En fil rouge, un entretien avec le cinéaste s’avère une mine de renseignements. Né en 1938, Skolimowski évoque brièvement son enfance sous la guerre, son père mort en déportation, sa mère engagée dans la Résistance. Il revient ensuite sur ses années de formation, son entrée à la fameuse école de Łódź, ses rencontres décisives avec Andrzej Wajda (il collabore au script des Innocents charmeurs) et Roman Polanski (il coécrit Le Couteau dans l’eau). Skolimowski raconte l’énergie folle de cette époque, son attrait pour le jazz, ses découvertes cinéphiles : Bresson, Godard, Welles, Fellini, Antonioni, le free cinema britannique… Interrogé sur sa précocité et ses débuts tonitruants, il ne joue pas au faux modeste : « Quand j’étais jeune, j’étais plus brillant que maintenant ! J’avais le sentiment que quoi que je fasse, c’était mieux que les autres. » Par la suite, il se montrera pourtant lucide sur son travail : s’il reste très fier de ses réussites, il ne mâche pas ses mots contre certains échecs (Les Aventures du brigadier Gérard, Roi, dame, valet, Les Eaux printanières, Ferdydurke). Il n’aime pas beaucoup ses adaptations littéraires (Nabokov, Tourguéniev, Gombrowicz) et s’estime plus à l’aise quand il dirige ses propres scénarios. Jamais avare de petites anecdotes sur l’ambiance d’un tournage, il se moque au passage des caprices de divas (Gina Lollobrigida, Klaus Maria Brandauer, Nastassja Kinski) tout en couvrant de louanges d’autres comédiens (Jean-Pierre Léaud, Robert Duvall, Jeremy Irons…). Intarissable sur la genèse et la fabrication de ses films, il semble plus réticent à l’analyse et laisse souvent au spectateur le soin d’interpréter ses images.

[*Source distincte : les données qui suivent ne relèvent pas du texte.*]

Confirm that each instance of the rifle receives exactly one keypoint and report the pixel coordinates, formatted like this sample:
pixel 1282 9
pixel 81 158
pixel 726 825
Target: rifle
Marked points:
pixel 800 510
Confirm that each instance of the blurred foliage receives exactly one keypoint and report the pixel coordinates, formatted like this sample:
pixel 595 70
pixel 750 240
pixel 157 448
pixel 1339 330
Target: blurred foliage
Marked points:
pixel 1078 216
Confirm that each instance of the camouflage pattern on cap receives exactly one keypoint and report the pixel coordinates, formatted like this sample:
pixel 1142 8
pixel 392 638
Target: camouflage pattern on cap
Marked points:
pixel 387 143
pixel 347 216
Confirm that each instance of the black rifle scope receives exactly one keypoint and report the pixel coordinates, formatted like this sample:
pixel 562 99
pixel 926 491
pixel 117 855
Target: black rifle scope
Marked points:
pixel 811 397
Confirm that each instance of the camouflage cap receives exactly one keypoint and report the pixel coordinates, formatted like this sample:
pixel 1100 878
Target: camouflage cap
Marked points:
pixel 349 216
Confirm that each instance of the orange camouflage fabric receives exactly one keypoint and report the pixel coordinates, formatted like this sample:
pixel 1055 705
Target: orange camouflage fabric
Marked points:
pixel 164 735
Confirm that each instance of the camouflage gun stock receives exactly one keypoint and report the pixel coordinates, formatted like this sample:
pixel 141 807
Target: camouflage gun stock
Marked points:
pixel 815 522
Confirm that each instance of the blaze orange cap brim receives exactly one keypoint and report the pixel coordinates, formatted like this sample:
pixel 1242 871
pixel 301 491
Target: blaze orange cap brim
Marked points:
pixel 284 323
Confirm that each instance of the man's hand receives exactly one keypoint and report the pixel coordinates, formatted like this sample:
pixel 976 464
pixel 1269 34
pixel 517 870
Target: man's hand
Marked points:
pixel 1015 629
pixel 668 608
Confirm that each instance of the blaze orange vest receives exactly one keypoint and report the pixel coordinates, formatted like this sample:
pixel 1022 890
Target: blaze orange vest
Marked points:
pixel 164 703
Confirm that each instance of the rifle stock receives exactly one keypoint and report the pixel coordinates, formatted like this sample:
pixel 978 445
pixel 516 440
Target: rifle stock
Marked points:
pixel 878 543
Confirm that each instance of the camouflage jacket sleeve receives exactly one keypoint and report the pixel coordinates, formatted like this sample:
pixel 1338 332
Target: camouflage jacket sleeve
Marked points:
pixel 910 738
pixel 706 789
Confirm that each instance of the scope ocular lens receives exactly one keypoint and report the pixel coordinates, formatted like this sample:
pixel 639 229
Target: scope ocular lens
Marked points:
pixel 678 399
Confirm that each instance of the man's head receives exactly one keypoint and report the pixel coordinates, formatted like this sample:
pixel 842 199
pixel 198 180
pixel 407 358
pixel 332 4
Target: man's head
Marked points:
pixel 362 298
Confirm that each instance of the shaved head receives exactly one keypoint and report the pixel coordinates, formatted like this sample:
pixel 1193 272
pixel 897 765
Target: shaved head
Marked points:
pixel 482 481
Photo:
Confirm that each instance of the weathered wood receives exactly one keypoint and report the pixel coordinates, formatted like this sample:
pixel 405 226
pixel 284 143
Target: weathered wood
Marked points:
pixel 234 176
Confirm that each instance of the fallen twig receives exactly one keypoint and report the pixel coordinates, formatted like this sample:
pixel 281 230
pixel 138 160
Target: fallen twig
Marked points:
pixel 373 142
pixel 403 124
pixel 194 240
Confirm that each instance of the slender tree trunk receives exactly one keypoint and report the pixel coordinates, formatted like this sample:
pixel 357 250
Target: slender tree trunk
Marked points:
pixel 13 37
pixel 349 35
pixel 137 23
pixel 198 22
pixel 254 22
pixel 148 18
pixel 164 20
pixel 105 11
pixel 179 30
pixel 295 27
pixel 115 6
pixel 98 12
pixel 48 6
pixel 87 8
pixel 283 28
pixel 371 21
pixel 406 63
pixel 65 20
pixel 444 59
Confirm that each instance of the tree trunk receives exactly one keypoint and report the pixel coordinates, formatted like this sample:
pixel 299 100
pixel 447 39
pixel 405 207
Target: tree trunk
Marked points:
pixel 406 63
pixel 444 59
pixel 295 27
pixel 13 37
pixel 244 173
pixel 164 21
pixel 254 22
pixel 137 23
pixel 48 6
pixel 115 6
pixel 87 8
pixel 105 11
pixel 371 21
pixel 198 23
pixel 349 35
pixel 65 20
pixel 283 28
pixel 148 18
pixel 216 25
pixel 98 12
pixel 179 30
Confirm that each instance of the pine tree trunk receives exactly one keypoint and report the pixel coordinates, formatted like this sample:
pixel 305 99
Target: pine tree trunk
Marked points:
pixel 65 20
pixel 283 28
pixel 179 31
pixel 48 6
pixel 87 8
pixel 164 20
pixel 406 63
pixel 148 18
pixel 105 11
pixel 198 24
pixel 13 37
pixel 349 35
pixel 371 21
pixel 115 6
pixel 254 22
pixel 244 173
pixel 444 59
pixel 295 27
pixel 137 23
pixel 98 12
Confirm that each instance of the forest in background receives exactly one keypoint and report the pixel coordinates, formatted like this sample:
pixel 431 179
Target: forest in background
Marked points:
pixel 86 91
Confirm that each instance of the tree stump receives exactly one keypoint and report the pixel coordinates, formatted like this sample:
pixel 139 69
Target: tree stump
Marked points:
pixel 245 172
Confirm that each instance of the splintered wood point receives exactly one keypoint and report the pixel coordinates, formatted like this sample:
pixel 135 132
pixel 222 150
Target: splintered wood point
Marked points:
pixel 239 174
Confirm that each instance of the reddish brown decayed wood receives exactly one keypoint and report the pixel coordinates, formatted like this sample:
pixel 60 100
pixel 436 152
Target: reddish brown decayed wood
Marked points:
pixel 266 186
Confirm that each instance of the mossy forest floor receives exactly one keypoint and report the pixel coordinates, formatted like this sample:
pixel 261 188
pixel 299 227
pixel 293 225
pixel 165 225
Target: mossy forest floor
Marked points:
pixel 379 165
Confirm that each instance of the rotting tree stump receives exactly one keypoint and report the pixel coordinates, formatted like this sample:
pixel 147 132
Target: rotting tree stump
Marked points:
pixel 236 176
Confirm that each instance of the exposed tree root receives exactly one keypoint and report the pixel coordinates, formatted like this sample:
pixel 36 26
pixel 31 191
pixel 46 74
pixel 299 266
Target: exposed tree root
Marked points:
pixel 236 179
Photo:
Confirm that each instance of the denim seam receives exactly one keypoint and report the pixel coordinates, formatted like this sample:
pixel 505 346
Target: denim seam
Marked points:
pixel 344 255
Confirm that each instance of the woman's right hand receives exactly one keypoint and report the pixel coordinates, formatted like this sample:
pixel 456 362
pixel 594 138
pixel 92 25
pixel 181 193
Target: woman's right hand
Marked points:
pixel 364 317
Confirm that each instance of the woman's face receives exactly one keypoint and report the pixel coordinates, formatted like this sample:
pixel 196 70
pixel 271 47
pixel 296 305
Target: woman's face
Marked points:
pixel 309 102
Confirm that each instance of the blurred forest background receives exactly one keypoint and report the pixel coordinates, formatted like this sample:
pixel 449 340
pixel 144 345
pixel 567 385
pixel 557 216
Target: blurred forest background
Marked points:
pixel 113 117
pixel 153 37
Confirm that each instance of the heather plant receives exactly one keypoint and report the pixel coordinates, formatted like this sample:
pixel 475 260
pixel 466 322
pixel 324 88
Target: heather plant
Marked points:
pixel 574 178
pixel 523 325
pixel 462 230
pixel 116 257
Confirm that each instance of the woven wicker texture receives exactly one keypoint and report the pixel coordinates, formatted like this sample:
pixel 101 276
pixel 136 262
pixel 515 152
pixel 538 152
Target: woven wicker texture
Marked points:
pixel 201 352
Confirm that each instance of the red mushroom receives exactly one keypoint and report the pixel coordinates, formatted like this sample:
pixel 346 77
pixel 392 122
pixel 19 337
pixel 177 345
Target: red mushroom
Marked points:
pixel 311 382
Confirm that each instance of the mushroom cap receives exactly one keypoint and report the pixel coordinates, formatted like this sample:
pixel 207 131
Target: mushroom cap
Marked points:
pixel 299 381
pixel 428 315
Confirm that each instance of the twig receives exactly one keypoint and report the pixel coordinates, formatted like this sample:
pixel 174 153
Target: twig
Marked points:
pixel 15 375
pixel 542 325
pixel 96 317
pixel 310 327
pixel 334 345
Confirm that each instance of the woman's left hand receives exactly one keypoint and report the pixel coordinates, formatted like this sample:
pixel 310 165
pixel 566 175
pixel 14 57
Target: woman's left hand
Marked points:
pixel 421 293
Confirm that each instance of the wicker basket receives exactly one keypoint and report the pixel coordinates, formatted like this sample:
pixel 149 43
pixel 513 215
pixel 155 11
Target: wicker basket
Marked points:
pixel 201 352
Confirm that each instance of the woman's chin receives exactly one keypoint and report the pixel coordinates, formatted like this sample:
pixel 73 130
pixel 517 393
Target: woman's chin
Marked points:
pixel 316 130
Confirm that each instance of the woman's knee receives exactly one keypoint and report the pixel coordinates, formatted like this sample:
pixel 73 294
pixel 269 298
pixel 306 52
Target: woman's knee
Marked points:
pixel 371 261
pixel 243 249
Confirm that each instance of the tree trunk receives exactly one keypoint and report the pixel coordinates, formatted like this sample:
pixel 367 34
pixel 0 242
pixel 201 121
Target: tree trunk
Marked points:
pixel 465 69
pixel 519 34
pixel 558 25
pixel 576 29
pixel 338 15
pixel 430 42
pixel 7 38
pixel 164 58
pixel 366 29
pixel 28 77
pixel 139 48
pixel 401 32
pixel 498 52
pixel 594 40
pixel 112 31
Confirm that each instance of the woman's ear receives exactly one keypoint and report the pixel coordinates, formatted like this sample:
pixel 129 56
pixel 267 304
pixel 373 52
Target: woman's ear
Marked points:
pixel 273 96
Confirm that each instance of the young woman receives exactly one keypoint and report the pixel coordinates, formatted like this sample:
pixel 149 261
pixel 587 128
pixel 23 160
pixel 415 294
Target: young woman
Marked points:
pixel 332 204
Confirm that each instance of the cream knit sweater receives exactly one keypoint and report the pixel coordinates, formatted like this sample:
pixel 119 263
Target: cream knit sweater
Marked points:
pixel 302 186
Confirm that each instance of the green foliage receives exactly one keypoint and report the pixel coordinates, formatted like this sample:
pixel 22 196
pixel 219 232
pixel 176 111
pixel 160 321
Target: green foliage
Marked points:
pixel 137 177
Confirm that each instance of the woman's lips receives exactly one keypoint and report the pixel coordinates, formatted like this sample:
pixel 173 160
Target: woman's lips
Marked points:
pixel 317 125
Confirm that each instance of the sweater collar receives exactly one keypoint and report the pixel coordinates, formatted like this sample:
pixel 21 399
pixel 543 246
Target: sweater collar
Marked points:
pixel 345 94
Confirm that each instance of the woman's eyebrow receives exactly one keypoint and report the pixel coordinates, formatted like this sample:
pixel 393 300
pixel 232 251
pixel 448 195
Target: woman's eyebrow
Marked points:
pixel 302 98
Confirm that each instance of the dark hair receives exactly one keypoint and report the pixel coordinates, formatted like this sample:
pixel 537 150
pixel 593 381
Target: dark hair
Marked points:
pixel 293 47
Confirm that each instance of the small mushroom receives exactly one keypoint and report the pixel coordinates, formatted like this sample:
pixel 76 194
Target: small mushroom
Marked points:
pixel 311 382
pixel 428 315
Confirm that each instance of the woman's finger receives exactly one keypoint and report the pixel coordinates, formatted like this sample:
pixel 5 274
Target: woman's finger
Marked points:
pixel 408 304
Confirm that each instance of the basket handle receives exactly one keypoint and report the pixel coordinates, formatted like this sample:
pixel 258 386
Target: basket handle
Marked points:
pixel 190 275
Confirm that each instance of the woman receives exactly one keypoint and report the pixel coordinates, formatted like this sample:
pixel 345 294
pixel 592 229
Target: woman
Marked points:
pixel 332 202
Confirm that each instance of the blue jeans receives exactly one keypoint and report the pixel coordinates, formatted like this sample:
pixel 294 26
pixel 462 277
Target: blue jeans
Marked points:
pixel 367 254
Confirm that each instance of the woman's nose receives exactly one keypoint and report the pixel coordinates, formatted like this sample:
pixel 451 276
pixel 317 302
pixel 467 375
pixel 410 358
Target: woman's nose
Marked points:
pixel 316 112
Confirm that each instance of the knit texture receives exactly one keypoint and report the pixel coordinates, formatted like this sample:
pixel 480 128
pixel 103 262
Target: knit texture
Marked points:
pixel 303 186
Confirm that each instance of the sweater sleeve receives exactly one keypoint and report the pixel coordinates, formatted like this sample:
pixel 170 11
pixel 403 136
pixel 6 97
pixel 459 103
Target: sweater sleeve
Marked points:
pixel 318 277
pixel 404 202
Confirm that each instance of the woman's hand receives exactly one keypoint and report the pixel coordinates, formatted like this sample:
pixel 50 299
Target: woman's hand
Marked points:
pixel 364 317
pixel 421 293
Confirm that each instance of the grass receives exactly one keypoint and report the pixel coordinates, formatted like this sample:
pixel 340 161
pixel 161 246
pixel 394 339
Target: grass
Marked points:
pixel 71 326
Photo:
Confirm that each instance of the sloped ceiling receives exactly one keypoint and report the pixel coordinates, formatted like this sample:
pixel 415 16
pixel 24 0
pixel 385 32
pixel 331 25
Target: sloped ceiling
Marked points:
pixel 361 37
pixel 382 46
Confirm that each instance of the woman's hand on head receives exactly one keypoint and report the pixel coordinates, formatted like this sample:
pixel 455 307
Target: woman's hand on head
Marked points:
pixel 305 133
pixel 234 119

Cette dimension théorique ne manque heureusement pas : l’ouvrage regorge d’essais critiques et rassemble les contributions de vingt signataires. Les seize films du metteur en scène font l’objet d’un article détaillé, et chaque intervenant pose un regard personnel, historique ou esthétique, sur l’œuvre étudiée. À ce petit jeu, certains s’en tirent mieux que d’autres, mais cela dépend aussi beaucoup de la valeur des titres : si Marcos Uzal et Bernard Bénoliel ne masquent pas les faiblesses des Aventures du brigadier Gérard ou de Roi, dame, valet, Jean-Philippe Tessé et Pierre Gras se donnent beaucoup de mal pour réhabiliter la « beauté » secrète des Eaux printanières et de Ferdydurke, deux « europuddings » ratés selon le cinéaste. Les textes les plus intéressants développent une thématique précise : Mathias Lavin dissèque La Barrière sous l’angle de la « performance » et des « épreuves corporelles » ; Jacques Mandelbaum décrit Haut les mains ! comme un « film-wagon » et file la « métaphore ferroviaire » dans le cinéma polonais, reliant Skolimowski à Munk, Kawalerowicz, Has ou Kieslowski ; Alain Bergala se focalise sur les « aires de jeu » dans Deep End, ou la confrontation entre « l’univers de l’enfance » et le monde « du sexe et de l’argent » ; Stéfani de Loppinot souligne l’influence de la peinture hollandaise et de Francis Bacon sur Le Cri du sorcier.
Disséminés au fil du livre, quatre textes plus transversaux proposent une approche générale de l’œuvre. Dans un article publié en 2001 et repris ici en ouverture, Jean Narboni revient sur le mélange de burlesque et de tragique dans le cinéma de Skolimowski, régulièrement traversé par des fantasmes masochistes : ses personnages se font ainsi souvent « casser la gueule ». Comparant la biographie du réalisateur à celle d’un « sportif de haut niveau », il rappelle combien la perte du contrôle constitue un motif central de ses films, qui « ne racontent au fond qu’une histoire : celle de certitudes qui vacillent, de maîtrises destituées, d’assurances qui chancellent et de stations debout guettées par la chute ». Si le cinéaste filme principalement des « fuites impossibles », il reste néanmoins animé par une « morale du courage » : malgré la vanité de leur course, ses héros gardent toujours la « volonté de ne pas renoncer devant l’obstacle et de ne pas déclarer forfait ».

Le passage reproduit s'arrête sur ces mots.